Die FDP wird sich nun nicht nur neu sortieren, sondern angesichts des katastrophalen Ergebnisses eigentlich schon neu erfinden müssen. Um einen soliden, prinzipienfesten, intellektuell gut bewehrten Stützpunkt für Liberalismus handelt es sich schon lange nicht mehr. Sie verkam zur „Systempartei“ und ist in ihrem derzeitigen, amorphen Zustand leider nicht mehr als ein Treppenwitzchen auf dem Weg zur vollständigen Assimilation in die Sozialdemokratie roter, schwarzer und grüner Farbe. Sie hatte mehrmals die Chance, ihren Wählerauftrag ernstzunehmen, ihren Ruf als Koalitionspinscher des jeweils regierenden Schäferhundes loszuwerden und die Führungsspitze seriös zu besetzen. Stattdessen gab‘s zarte System-Sprösslinge an gelben Krawatten und Bilderbub-Eliten-Spielpuppen in Sozensauce.

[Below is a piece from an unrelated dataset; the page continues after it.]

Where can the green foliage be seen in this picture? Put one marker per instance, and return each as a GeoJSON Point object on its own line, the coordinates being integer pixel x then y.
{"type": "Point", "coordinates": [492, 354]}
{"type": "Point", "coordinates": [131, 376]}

FDPler, denen etwas am Erhalt ihrer Partei liegt, sollten sich allmählich eines klar machen: Die EU steht ihrer politischen Selbstdefinition diametral entgegen, daran gibt es nichts zu deuteln. Wollen sie Glaubwürdigkeit zurückgewinnen, werden sie gegen das Machtmonster antreten müssen, ansonsten werden sie auch weiterhin im Bummelzug nach Nirgendwo sitzen, während Parteien, die das klar erkannt haben und entsprechend auftreten, an ihnen vorbeirauschen. Wer sich über „anti-europäischen Populismus“ lautstark beschwert, sollte es smarterweise vermeiden, diesem durch die eigene Politik Wähler in Scharen zuzufächeln.